Japan Approves Bill Allowing Emperor Akihito’s Abdication

The Japanese cabinet passed a bill on Friday allowing Emperor Akihito to abdicate due to old age, international media reported. This is the first time a monarch has done so in Japan in two centuries.  The 83-year-old emperor stated last year due to his age and health issues it is hard for him to fulfil the official royal duties. There is no provision under existing law for Emperor to abdicate and be succeeded by Crown Prince Naruhito. The bill is expected to be scrutinized by the parliament later today.

Emperor Akihito was born in Tokyo on 23 December 1933, as the first son of Emperor Showa and Empress Kojun. He has four elder sisters, one younger brother and one younger sister. On 7 January 1989, upon the demise of Emperor Hirohito, Emperor Akihito acceded to the throne as the 125th Emperor of Japan. As stated in the Constitution of Japan, the Emperor is "the symbol of the State and of the unity of the people". Emperor and Empress Michiko have three children: Prince Naruhito, Prince Fumihito and Princess Sayako.

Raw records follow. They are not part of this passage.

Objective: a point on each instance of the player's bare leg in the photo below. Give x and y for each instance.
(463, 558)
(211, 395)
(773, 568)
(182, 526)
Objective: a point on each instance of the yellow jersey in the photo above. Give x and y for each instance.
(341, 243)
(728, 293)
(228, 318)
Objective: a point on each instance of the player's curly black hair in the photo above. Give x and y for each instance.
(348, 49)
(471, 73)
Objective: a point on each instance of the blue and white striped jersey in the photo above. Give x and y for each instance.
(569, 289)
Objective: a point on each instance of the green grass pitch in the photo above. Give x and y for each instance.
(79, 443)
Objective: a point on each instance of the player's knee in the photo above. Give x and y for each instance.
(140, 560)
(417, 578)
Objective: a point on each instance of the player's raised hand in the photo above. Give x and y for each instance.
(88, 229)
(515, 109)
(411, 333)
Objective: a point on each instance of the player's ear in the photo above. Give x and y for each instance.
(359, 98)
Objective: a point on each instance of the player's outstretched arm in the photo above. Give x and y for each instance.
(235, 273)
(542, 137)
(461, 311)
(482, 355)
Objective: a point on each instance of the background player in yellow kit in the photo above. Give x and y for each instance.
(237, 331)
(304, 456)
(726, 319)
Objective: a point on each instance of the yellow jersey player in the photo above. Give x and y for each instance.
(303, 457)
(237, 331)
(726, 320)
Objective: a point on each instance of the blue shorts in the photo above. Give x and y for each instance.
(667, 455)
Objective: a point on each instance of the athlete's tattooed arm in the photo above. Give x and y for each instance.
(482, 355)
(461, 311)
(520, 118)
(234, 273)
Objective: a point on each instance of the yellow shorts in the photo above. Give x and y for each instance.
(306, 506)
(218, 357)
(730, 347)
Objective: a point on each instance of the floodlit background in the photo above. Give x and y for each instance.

It was reported that on abdication, Crown Prince Naruhito would immediately take the Chrysanthemum Throne.  As women are not allowed to inherit the throne, Princess Aiko, the daughter of Crown Prince Naruhito, will not succeed her father. Prince Akishino and his son Prince Hisahito are currently second and third in line to the Chrysanthemum Throne. The government is yet to set the date for the abdication, which is expected to be in December 2018.